Ограничение в предмете.

Итак, присутствие в нашей жизни, с одной стороны, официально уполномоченных, а с другой – сугубо индивидуальных защитников невежества является, помимо всего прочего, ещё и наглядной иллюстрацией того факта, что на сегодняшний день способная отрицательно влиять на становление нового знания борьба идей складывается из двух потоков, а именно:

– один поток – это собственно внутринаучная борьба идей;

– другой поток – это борьба идей в науке как часть идеологической борьбы более широких общественных образований (государств, классов, реже этносов).

И то, что в отдельных случаях две разновидности борьбы идей могут совершенно сливаться между собой (например, когда в орбиту идейно-политического противостояния втягиваются действительно спорные и не до конца прояснённые концептуальные вопросы, либо когда одна из сторон теоретической дискуссии пытается втянуть своих оппонентов в конфронтацию с политическими институтами), вовсе не означает, будто и в теории их можно не различать.

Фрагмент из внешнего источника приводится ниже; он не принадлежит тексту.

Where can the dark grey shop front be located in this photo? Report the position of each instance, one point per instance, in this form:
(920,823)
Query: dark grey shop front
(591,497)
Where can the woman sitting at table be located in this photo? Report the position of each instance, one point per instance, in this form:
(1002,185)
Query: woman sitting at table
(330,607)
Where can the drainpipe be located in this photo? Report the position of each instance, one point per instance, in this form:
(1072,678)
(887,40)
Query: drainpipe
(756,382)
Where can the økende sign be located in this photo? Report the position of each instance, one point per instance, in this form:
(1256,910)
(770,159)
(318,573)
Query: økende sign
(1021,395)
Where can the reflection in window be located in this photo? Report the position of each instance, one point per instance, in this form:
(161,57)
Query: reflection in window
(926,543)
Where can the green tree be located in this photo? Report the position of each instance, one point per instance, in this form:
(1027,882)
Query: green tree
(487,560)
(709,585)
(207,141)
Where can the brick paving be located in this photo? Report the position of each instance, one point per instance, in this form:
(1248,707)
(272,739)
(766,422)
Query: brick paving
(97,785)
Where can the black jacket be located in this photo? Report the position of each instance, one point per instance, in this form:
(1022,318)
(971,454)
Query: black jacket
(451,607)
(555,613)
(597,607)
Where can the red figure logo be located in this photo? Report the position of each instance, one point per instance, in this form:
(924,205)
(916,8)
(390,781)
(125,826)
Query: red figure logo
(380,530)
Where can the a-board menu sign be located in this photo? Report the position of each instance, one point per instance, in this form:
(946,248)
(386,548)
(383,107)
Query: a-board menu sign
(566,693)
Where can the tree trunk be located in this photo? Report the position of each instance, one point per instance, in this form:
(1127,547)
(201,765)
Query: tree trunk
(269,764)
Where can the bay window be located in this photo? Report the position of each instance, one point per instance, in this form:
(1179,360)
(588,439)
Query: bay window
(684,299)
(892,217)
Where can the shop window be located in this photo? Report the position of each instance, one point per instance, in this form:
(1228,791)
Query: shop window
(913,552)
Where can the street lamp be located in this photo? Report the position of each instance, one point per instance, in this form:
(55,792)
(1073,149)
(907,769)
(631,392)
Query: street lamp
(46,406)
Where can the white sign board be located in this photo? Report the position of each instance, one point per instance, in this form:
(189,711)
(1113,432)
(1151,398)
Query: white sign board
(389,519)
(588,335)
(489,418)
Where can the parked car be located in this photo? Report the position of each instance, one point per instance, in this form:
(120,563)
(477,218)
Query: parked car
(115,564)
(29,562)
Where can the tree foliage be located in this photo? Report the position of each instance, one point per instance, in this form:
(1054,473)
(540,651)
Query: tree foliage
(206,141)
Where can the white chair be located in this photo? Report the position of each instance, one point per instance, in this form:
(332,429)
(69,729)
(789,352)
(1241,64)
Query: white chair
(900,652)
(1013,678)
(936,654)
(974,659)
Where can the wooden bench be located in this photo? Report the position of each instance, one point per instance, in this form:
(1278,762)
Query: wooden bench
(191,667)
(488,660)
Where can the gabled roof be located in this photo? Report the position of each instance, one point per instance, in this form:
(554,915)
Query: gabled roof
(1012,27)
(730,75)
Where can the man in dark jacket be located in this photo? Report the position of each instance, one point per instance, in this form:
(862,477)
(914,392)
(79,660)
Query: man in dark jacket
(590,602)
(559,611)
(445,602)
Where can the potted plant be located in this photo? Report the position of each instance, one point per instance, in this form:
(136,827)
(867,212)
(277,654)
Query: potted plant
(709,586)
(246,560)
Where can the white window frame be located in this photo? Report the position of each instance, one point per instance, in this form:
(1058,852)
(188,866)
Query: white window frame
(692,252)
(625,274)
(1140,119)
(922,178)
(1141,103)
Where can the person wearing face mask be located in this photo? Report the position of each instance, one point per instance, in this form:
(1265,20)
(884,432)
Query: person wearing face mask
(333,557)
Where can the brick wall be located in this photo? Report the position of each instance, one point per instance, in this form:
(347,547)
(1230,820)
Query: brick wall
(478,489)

В самом деле, борьба идей первого рода возникает одновременно с выделением познания в особый род человеческой деятельности и сразу становится одним из важнейших элементов, своего рода смазкой механизма производства идей. Так что когда эта “смазка” почему-либо исчезает, т. е. исчезают конструктивные дискуссии и знание начинает костенеть в догматизме, продуктивность труда исследователей резко снижается, а при длительном сохранении такого положения серьёзные сбои затрагивают не только процесс формирования новых идей, но и освоение уже известного. Поэтому до тех пор, пока существует научный поиск, будет продолжаться и внутринаучная борьба идей; научный же поиск может перестать существовать только вместе с цивилизацией. Тогда как идеологическая борьба, вызываемая антагонизмом между странами или между классами внутри страны, хотя и является неотъемлемой частью жизни предысторического общества, в общеисторическом плане представляет собой явление сугубо временное и преходящее. (Из чего, впрочем, отнюдь не следует, будто связанные с этим процессы не заслуживают внимания и не могут стать предметом специальных исследований.)

Другое немаловажное отличие состоит в том, что спорящие учёные обращаются прежде всего друг к другу, а во внешней аудитории – если дискуссия ведётся публично или через печать – рассчитывают видеть компетентных и беспристрастных арбитров. И если оппонирующая сторона приводит веские контрдоводы, настоящие учёные открыто или по крайней мере перед самими собой признают это и вносят необходимые коррективы в собственную позицию. Совсем иная картина наблюдается в идеологических противостояниях, сопровождающих схватки за материальные ресурсы или власть. Как показывает опыт, участники дискуссий через межгосударственные и тем более классовые фронты если и обращаются напрямую к своим противникам, то разве что в качестве риторического приёма, а в основном их пропаганда нацеливается на тех, кто ещё не включился в происходящую борьбу и не занял никакой определённой идеологической позиции. Потому что можно менять подданства, можно менять партии, но история знает очень мало примеров искренней смены мировоззрения, сколь бы странными ни казались со стороны взгляды его приверженцев и сколь бы убедительно, с точки зрения формальной логики, ни звучали аргументы его противников. Зато известно много примеров того, как люди предпочитали умереть, нежели поступиться своими убеждениями (в частности, так поступали ранние христиане в периоды гонений на них со стороны римского государства).